In other action, the Moffat County Commission:
• Approved, 2-0, meeting minutes from June 8 and 22.
• Approved, 2-0, payroll warrant resolutions totaling $681,502.95 ending July 10.
• Approved, 2-0, a third quarter reimbursement claim for Emergency Management Performance Grant expenses totaling $8,159.
• Approved, 2-0, installing a 1,000-gallon cistern and a new pump at the Hamilton Community Center, and to use the existing pressure tank for potable water.
• Approved, 2-0, a proclamation to make the week of July 24 disability awareness week.
• Approved, 2-0, accepting a preliminary draft of the 2009 county audit results.
Note: Commissioner Tom Gray was absent.
The Moffat County Commission took another step Tuesday toward solidifying the future of medical marijuana dispensaries in the county.
At its regular meeting, the commission approved, 2-0, a resolution containing a ballot question for the November election.
As of now, the measure will appear before voters.
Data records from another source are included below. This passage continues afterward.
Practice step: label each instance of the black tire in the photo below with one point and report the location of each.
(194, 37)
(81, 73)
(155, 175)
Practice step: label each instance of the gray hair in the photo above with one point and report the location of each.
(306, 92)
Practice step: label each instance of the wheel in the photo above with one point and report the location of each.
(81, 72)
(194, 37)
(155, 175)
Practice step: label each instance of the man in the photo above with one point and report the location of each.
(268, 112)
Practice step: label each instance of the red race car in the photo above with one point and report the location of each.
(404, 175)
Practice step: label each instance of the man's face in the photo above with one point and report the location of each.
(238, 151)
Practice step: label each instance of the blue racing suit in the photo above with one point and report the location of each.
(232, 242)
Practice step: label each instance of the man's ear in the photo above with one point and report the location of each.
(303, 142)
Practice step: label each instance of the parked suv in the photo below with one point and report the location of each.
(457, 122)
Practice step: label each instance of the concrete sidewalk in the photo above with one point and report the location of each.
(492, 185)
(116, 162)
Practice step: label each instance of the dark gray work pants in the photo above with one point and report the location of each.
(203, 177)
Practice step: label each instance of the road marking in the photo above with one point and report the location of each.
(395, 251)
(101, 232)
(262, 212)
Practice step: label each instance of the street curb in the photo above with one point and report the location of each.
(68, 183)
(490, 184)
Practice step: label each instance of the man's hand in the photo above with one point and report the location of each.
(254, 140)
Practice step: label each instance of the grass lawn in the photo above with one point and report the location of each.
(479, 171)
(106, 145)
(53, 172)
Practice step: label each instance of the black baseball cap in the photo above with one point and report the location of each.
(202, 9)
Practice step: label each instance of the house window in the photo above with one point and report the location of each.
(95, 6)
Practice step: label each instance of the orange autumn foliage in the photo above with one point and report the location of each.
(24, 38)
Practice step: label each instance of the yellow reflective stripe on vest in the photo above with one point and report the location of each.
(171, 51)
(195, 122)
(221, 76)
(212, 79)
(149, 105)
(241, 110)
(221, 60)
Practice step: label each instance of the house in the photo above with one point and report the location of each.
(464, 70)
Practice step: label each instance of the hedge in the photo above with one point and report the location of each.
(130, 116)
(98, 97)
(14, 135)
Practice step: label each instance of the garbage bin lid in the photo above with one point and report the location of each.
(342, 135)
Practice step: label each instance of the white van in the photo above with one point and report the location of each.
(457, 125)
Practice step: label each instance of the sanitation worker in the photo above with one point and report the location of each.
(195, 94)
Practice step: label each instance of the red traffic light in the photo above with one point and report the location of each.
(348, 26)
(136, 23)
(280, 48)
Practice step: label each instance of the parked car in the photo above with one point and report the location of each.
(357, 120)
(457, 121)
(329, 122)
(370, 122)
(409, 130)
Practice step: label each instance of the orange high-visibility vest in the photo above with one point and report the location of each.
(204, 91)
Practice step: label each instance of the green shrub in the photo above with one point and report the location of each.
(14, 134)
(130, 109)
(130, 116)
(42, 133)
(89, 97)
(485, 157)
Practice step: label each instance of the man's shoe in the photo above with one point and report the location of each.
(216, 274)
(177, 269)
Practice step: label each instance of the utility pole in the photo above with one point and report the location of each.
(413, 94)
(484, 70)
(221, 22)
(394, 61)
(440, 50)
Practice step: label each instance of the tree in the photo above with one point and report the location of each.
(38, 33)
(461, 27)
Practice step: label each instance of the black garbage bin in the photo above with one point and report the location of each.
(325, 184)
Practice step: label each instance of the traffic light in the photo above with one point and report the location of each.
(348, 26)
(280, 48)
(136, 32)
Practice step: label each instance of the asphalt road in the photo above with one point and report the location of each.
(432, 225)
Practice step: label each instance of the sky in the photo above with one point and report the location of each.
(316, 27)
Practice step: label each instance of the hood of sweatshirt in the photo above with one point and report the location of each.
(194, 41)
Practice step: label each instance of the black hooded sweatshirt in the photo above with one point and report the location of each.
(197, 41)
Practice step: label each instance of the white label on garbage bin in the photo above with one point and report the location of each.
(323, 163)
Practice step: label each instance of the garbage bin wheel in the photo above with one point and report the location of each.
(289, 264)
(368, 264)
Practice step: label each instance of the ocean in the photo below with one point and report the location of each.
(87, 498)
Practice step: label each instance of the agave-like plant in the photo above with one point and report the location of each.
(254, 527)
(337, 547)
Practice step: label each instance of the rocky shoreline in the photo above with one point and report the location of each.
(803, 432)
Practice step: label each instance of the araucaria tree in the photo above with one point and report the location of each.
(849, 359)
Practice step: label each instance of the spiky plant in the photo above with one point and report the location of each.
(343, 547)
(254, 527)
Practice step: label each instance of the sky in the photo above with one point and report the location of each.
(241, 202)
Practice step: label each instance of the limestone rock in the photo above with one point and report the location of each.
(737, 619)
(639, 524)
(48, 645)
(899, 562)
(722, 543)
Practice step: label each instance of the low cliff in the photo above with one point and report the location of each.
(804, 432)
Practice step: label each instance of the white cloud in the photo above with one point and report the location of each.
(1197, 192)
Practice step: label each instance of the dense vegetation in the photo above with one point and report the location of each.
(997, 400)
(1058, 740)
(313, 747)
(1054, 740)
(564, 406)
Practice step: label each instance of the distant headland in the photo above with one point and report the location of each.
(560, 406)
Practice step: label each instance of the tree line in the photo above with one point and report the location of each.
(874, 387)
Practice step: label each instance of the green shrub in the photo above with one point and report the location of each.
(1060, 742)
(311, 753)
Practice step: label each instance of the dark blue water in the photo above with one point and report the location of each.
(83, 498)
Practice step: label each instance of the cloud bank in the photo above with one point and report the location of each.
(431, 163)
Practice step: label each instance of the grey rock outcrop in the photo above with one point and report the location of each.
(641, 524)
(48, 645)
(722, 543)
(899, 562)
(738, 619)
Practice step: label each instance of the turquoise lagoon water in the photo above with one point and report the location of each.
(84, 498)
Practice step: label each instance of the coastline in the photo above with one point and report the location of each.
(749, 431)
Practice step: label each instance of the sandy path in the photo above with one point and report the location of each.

However, the commission has until Oct. 6 to withdraw the question, if it chooses.
The question asks Moffat County voters if they want to prohibit dispensaries and other similar operations in unincorporated parts of the county.
The question considers banning operations allowing the distribution and cultivation of medical marijuana such as “medical marijuana centers, optional premises cultivation operations, and medical marijuana-infused products manufacturers’ licenses.”
Commissioner Audrey Danner called the ballot measure approved Tuesday a “place-holder,” and that the county could decide to pull the measure before the election.
“This will give the citizens a chance to understand our thinking and what we are learning about it and following what is happening at the state,” she said. “But, I am very clear that I am still considering whether we should put this on the ballot.”
The commission met Tuesday with county attorney Jeremy Snow, who drafted the ballot measure, to discuss the measure and medical marijuana rules and regulations being developed at the state level.
Snow recommended the commission approve the measure,
considering it could be changed or removed in the future.
“You could still change your mind at this point, but it will be harder to not do this now, than if you want to do it later,” he said.
Snow said the commission has until Sept. 3 to change or Oct. 6 to withdraw the ballot measure.
“I like having a resolution with the ballot question … so that the citizens really know what we are talking about with this because there is confusion already of, ‘Well, the voters voted on this at the state,’” Danner said. “We voted on other topics related to medical marijuana.”
On June 10, the commission extended its moratorium on dispensaries in unincorporated parts of the county for six months.
At the time, the commission said it extended the moratorium to wait and see what rules and regulations were developed from Colorado House Bill 10-1284.
The bill, which Gov. Bill Ritter signed June 7 and took effect July 1, gives local governments several options in controlling dispensaries including putting the matter before voters, Snow said.
Commissioner Tom Mathers said he would consider pulling the measure from the ballot if the state were to release rules and regulations for medical marijuana dispensaries.
“It’ll be a last minute deal,” he said. “And should they not come out with any rules and regulations, I think we’ll just let the voters decide if they want it or if they don’t want it.”
The commission has not drafted its own rules and regulations, Mathers said, because it doesn’t want to “do the whole thing all over again” if its regulations don’t match state regulations.
Mathers said he has not heard any feedback on the issue from Moffat County residents.
Considering the lack of public input, Mathers said putting the issue to the voters would be a solution in determining which way the commissioners should head — banning or regulating.